Seminar Nasional Informatika 2012 (semnasIF 2012) UPN ”Veteran” Yogyakarta, 30 Juni 2012
ISSN: 1979-2328
ANALISIS PENGARUH PERUBAHAN PENGGUNAAN LAHAN TERHADAP RETENSI POTENSIAL AIR OLEH TANAH PADA KEJADIAN HUJAN SESAAT (STUDI KASUS PERUBAHAN PENGGUNAAN LAHAN DI DAS GARANG JAWA TENGAH) Ahmad Cahyadi1), Ardila Yananto2), Muhammad Sufwandika Wijaya3), Henky Nugraha4) 1 Magister Perencanaan Pengelolaan Pesisir dan Daerah Aliran Sungai (MPPDAS) Fakultas Geografi Universitas Gadjah Mada Yogyakarta 2,3 Jurusan Kartografi dan Penginderaan Jauh Fakultas Geografi Universitas Gadjah Mada 4 Jurusan Geografi Lingkungan Fakultas Geografi Universitas Gadjah Mada Email:
[email protected] Abstrak Tujuan penelitian ini adalah untuk mengetahui pengaruh perubahan penggunaan lahan di DAS Garang Jawa Tengah Tahun 1994, 2001 dan 2008 terhadap retensi potensial maksimum air oleh tanah pada kejadian hujan sesaat (storm rainfall). Metode yang digunakan adalah metode SCS yang dikembangkan oleh The Soil Conservation Services. Data yang digunakan adalah data penggunaan lahan yang diekstrak dari citra Tahun 1994, citra 2001 dan citra 2008 menggunakan software ENVI dan peta tanah DAS Garang skala semi detail. Hasil penelitian menunjukkan bahwa retensi potensial maksimum air oleh tanah pada kejadian hujan sesaat di DAS Garang semakin menurun. Hal ini disebabkan semakin luasnya lahan terbangun dan semakin sempitnya lahan non-terbangun. Kondisi ini akan menyebabkan imbuhan terhadap airtanah di DAS Garang semakin kecil dan debit puncak banjir akan semakin besar. Kata Kunci: Hujan Sesaat, Perubahan Penggunaan Lahan, Retensi Potensial 1. PENDAHULUAN Pertambahan penduduk yang terus terjadi akan menyebabkan kebutuhan akan ruang semakin besar (Soerjani dkk, 2008). Selain disebabkan oleh pertambahan penduduk oleh kelahiran yang lebih banyak dibandingkan dengan kematian, suatu perkotaan yang memiliki daya tarik yang tinggi menyebabkan pertambahan penduduk melalui arus migrasi dari desa ke kota. Kondisi ini juga akan menyebabkan terjadinya perluasan lahan terbangun sehingga terjadi urban sprawl. Kondisi juga terjadi di wilayah perkotaan Semarang. Perkembangan wilayah perkotaan menyebabkan banyaknya perubahan penggunaan lahan dari lahan non-terbangun menjadi lahan terbangun (Brath dkk, 2006). Kondisi ini secara hidrologis dapat menyebabkan terjadinya gangguan terhadap hidrologi. Butler and Davies (2011) menjelaskan bahwa perubahan penggunaan lahan dari lahan non-terbangun menjadi lahan terbangun akan menyebabkan terjadinya peningkatan aliran permukaan dan semakin sedikitnya airtanah. Hal ini terjadi karena jumlah air yang meresap semakin sedikit dan berubah menjadi aliran permukaan (Gambar 1).

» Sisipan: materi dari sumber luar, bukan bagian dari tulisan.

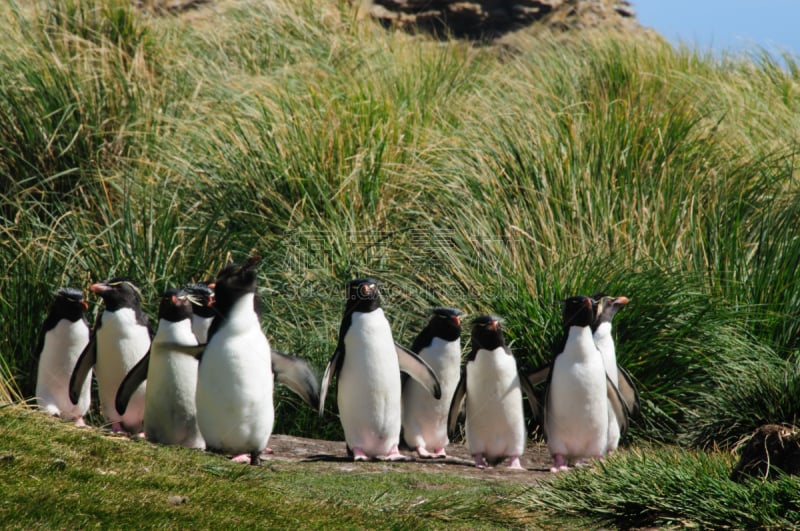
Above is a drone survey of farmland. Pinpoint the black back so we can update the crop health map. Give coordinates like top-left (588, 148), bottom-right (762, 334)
top-left (467, 314), bottom-right (506, 361)
top-left (157, 288), bottom-right (193, 323)
top-left (411, 307), bottom-right (462, 353)
top-left (206, 256), bottom-right (261, 341)
top-left (42, 288), bottom-right (88, 332)
top-left (93, 277), bottom-right (149, 329)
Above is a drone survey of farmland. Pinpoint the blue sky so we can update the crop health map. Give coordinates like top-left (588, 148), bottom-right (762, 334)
top-left (632, 0), bottom-right (800, 58)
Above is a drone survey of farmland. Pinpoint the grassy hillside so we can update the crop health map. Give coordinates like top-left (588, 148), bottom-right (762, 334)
top-left (1, 0), bottom-right (800, 526)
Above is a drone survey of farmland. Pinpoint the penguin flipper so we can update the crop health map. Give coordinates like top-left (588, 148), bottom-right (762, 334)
top-left (68, 337), bottom-right (96, 405)
top-left (115, 352), bottom-right (150, 416)
top-left (617, 365), bottom-right (641, 419)
top-left (319, 345), bottom-right (343, 417)
top-left (395, 343), bottom-right (441, 400)
top-left (447, 367), bottom-right (467, 439)
top-left (518, 368), bottom-right (542, 423)
top-left (271, 350), bottom-right (320, 410)
top-left (607, 375), bottom-right (629, 437)
top-left (526, 364), bottom-right (550, 388)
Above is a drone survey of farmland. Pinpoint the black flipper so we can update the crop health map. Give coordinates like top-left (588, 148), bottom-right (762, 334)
top-left (319, 344), bottom-right (343, 417)
top-left (272, 350), bottom-right (320, 410)
top-left (617, 366), bottom-right (641, 419)
top-left (395, 343), bottom-right (441, 400)
top-left (607, 375), bottom-right (630, 438)
top-left (115, 352), bottom-right (150, 415)
top-left (447, 367), bottom-right (467, 439)
top-left (68, 336), bottom-right (96, 405)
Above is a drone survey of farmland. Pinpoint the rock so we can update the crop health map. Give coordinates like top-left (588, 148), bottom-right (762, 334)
top-left (730, 424), bottom-right (800, 482)
top-left (363, 0), bottom-right (638, 39)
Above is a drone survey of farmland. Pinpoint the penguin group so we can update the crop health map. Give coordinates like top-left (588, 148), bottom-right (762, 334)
top-left (34, 266), bottom-right (639, 472)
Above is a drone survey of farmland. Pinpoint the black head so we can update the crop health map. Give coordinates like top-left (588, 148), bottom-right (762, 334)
top-left (213, 256), bottom-right (261, 312)
top-left (471, 314), bottom-right (506, 351)
top-left (411, 307), bottom-right (462, 352)
top-left (184, 281), bottom-right (216, 318)
top-left (344, 278), bottom-right (381, 314)
top-left (157, 288), bottom-right (193, 323)
top-left (591, 293), bottom-right (630, 331)
top-left (91, 277), bottom-right (144, 312)
top-left (562, 295), bottom-right (594, 329)
top-left (428, 307), bottom-right (462, 341)
top-left (44, 287), bottom-right (88, 326)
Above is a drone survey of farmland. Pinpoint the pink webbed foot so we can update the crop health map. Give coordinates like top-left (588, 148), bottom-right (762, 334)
top-left (263, 447), bottom-right (274, 455)
top-left (507, 456), bottom-right (524, 470)
top-left (110, 422), bottom-right (125, 433)
top-left (352, 447), bottom-right (370, 461)
top-left (73, 417), bottom-right (87, 428)
top-left (230, 453), bottom-right (251, 464)
top-left (550, 453), bottom-right (569, 472)
top-left (473, 453), bottom-right (489, 469)
top-left (383, 445), bottom-right (410, 462)
top-left (416, 446), bottom-right (434, 458)
top-left (432, 447), bottom-right (447, 458)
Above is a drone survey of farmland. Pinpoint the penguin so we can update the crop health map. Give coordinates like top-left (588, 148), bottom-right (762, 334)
top-left (543, 295), bottom-right (626, 472)
top-left (69, 278), bottom-right (151, 434)
top-left (35, 288), bottom-right (91, 426)
top-left (184, 282), bottom-right (215, 344)
top-left (401, 307), bottom-right (463, 458)
top-left (591, 294), bottom-right (639, 418)
top-left (591, 293), bottom-right (638, 454)
top-left (115, 288), bottom-right (205, 449)
top-left (195, 256), bottom-right (319, 465)
top-left (319, 278), bottom-right (441, 461)
top-left (447, 315), bottom-right (534, 470)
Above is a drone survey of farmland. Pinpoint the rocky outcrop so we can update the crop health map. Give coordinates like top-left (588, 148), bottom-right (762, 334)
top-left (363, 0), bottom-right (638, 39)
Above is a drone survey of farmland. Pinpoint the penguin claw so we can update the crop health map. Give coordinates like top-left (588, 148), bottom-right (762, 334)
top-left (230, 454), bottom-right (251, 464)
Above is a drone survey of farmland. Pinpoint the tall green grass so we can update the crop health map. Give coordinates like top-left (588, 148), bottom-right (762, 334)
top-left (1, 0), bottom-right (799, 450)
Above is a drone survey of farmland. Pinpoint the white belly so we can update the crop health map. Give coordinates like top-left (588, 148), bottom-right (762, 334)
top-left (338, 309), bottom-right (401, 457)
top-left (402, 338), bottom-right (461, 451)
top-left (546, 329), bottom-right (608, 459)
top-left (464, 347), bottom-right (526, 460)
top-left (36, 319), bottom-right (91, 419)
top-left (94, 309), bottom-right (150, 431)
top-left (145, 320), bottom-right (204, 449)
top-left (196, 305), bottom-right (273, 454)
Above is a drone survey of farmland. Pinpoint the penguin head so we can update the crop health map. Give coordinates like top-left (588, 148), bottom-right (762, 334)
top-left (561, 295), bottom-right (594, 329)
top-left (212, 256), bottom-right (261, 310)
top-left (427, 307), bottom-right (462, 342)
top-left (91, 278), bottom-right (143, 312)
top-left (49, 287), bottom-right (88, 321)
top-left (471, 314), bottom-right (505, 351)
top-left (345, 278), bottom-right (381, 313)
top-left (158, 288), bottom-right (193, 323)
top-left (184, 281), bottom-right (216, 318)
top-left (590, 293), bottom-right (629, 331)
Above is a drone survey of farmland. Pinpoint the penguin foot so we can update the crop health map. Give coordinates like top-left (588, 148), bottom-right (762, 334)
top-left (73, 417), bottom-right (87, 428)
top-left (352, 447), bottom-right (370, 461)
top-left (110, 422), bottom-right (125, 433)
top-left (550, 454), bottom-right (569, 472)
top-left (262, 447), bottom-right (274, 455)
top-left (415, 446), bottom-right (435, 459)
top-left (230, 453), bottom-right (251, 464)
top-left (473, 454), bottom-right (489, 469)
top-left (432, 447), bottom-right (447, 458)
top-left (506, 456), bottom-right (524, 470)
top-left (383, 445), bottom-right (410, 461)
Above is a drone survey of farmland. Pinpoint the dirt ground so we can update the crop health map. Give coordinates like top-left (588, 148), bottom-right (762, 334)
top-left (263, 434), bottom-right (555, 481)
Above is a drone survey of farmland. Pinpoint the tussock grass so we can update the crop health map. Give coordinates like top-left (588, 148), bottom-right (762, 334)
top-left (526, 446), bottom-right (800, 528)
top-left (2, 0), bottom-right (800, 525)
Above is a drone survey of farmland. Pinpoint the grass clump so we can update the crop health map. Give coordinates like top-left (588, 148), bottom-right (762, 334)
top-left (526, 446), bottom-right (800, 528)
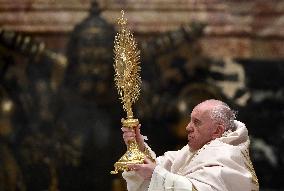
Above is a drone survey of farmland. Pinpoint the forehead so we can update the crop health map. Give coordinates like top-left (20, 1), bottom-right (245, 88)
top-left (191, 103), bottom-right (212, 119)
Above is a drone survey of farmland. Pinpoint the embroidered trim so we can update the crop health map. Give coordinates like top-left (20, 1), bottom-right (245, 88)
top-left (241, 149), bottom-right (259, 190)
top-left (192, 185), bottom-right (198, 191)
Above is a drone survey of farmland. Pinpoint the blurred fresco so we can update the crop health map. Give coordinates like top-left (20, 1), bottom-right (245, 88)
top-left (0, 0), bottom-right (284, 191)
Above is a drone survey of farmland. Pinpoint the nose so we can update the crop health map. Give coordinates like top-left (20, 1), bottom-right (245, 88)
top-left (186, 122), bottom-right (194, 133)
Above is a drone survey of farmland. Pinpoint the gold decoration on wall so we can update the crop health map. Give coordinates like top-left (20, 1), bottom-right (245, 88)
top-left (111, 10), bottom-right (146, 174)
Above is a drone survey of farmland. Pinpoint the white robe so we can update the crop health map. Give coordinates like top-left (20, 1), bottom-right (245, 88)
top-left (122, 120), bottom-right (259, 191)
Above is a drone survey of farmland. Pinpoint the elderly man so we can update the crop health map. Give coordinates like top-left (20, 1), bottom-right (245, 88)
top-left (121, 99), bottom-right (259, 191)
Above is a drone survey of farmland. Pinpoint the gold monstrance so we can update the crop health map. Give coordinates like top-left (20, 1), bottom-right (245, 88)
top-left (110, 10), bottom-right (146, 174)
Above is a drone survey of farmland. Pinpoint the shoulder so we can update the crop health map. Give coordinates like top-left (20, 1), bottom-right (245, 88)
top-left (211, 140), bottom-right (244, 157)
top-left (209, 140), bottom-right (242, 153)
top-left (162, 145), bottom-right (190, 159)
top-left (195, 140), bottom-right (245, 165)
top-left (156, 145), bottom-right (190, 166)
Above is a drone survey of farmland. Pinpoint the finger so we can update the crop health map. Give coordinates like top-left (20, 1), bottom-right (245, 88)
top-left (123, 135), bottom-right (136, 141)
top-left (128, 164), bottom-right (140, 171)
top-left (121, 127), bottom-right (134, 132)
top-left (135, 124), bottom-right (141, 135)
top-left (128, 164), bottom-right (136, 169)
top-left (135, 125), bottom-right (144, 142)
top-left (123, 134), bottom-right (136, 143)
top-left (123, 135), bottom-right (135, 142)
top-left (124, 131), bottom-right (136, 137)
top-left (123, 135), bottom-right (135, 140)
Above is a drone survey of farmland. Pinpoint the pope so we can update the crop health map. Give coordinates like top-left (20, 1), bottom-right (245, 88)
top-left (121, 99), bottom-right (259, 191)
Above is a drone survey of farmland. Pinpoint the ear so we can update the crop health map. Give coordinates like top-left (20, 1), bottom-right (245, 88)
top-left (212, 124), bottom-right (225, 139)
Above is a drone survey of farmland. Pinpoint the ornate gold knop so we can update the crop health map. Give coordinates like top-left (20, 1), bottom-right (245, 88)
top-left (111, 10), bottom-right (146, 174)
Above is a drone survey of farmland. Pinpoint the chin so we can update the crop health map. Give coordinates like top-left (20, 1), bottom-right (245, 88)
top-left (188, 142), bottom-right (201, 151)
top-left (188, 146), bottom-right (196, 152)
top-left (188, 143), bottom-right (195, 152)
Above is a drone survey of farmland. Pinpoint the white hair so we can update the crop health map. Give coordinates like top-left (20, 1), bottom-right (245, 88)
top-left (207, 100), bottom-right (237, 131)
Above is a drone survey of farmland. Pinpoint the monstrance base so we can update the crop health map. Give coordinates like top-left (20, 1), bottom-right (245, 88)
top-left (110, 141), bottom-right (146, 174)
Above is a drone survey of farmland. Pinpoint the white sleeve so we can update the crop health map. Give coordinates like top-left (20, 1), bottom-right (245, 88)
top-left (122, 144), bottom-right (184, 191)
top-left (122, 171), bottom-right (150, 191)
top-left (148, 166), bottom-right (193, 191)
top-left (121, 143), bottom-right (156, 191)
top-left (149, 164), bottom-right (252, 191)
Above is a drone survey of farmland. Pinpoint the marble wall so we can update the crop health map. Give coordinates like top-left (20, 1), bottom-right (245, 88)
top-left (0, 0), bottom-right (283, 58)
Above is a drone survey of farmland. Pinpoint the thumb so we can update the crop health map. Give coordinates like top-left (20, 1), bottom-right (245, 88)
top-left (135, 124), bottom-right (142, 136)
top-left (135, 124), bottom-right (144, 142)
top-left (144, 157), bottom-right (152, 164)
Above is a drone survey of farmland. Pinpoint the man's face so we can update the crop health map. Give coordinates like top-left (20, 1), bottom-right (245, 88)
top-left (186, 103), bottom-right (215, 151)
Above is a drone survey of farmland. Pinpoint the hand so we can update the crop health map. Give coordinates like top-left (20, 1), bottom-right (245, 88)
top-left (121, 124), bottom-right (145, 151)
top-left (128, 158), bottom-right (157, 180)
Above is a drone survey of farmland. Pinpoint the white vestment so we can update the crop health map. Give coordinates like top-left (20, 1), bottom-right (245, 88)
top-left (122, 120), bottom-right (259, 191)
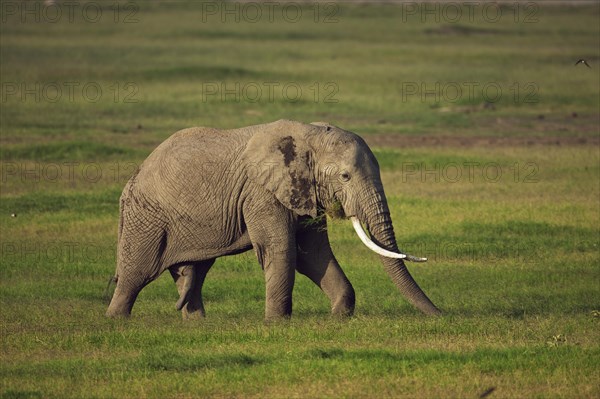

Gambar 1. Perubahan Siklus Hidrologi Akibat Perubahan Penggunaan Lahan (Butler and Davies, 2011) E-1
Seminar Nasional Informatika 2012 (semnasIF 2012) UPN ”Veteran” Yogyakarta, 30 Juni 2012
ISSN: 1979-2328
Jumlah air permukaan yang semakin banyak menyebabkan potensi terjadinya banjir akan semakin besar (Maryono, 2007). Kondisi ini juga terjadi di beberapa kota di Indonesia (Kodoatie dan Sugiyanto, 2002). Salah satu kota yang sering mengalami banjir adalah Kota Semarang, khususnya wilayah yang berada di DAS Garang (Suhandini, 2012). Kejadian Banjir di DAS Garang Tahun 1987-2008 sebanyak 40 kali, di mana banjir yang terjadi diklasifikasikan sebagai kejadian banjir bandang. Kejadian banjir bandang pada periode Tahun 1987-1997 sebanyak 24 kali, di mana banjir tertinggi memiliki debit 1.103,73 m3/detik (kejadian banjir Tahun 1990), sedangkan pada periode Tahun 1998-2008 terjadi 16 kali banjir bandang, di mana debit tertinggi mencapai 893,22 m3/detik ( kejadian banjir Tahun 2006). Selain itu, banjir bandang telah menyebabkan terjadinya korban jiwa dan kerugian harta benda. Windarto (2010) menyebutkan bahwa kejadian banjir pada Tanggal 25 Januari 1990 telah menyebabkan 45 orang meninggal dan menyebabkan terjadinya kerugian sekitar 8,5 milyar rupiah. Oleh karena intensitas kejadian banjir bandang di DAS Garang sangat tinggi (rata-rata 2 kali dalam setahun), maka diperlukan analisis terkait dengan faktor-faktor yang dapat menyebabkan semakin tingginya potensi terjadinya banjir bandang. Salah satunya adalah kajian tentang perubahan penggunaan lahan dan pengaruhnya terhadap kemampuan retensi air oleh tanah. Penelitian ini bertujuan untuk mengetahui pengaruh perubahan penggunaan lahan di DAS Garang Jawa Tengah Tahun 1994, 2001 dan 2008 terhadap retensi potensial maksimum air oleh tanah pada kejadian hujan sesaat (storm rainfall). Kapasitas retensi yang dimaksud terdiri dari tiga skenario, yakni pada kondisi tanah kering, normal dan kering. Hal ini dilakukan karena jumlah retensi air oleh tanah pada ketiga kondisi tersebut berbeda (Triatmodjo, 2009). 2.
WILAYAH KAJIAN
Wilayah penelitian yang digunakan dalam penelitian ini adalah DAS Garang. Secara astronomis, DAS Garang terletak di antara 110° 15' 43' BT - 110° 30' 37' BT dan 6° 54' 49'' LS - 7° 11' 51'' LS. Secara administratif DAS Garang meliputi tiga kabupaten dan satu kota madya, yaitu; Kabupaten Demak, wilayah Kabupaten Kendal, wilayah Kabupaten Semarang serta wilayah Kotamadya Semarang. Lokasi wilayah kajian ditunjukkan Gambar 2.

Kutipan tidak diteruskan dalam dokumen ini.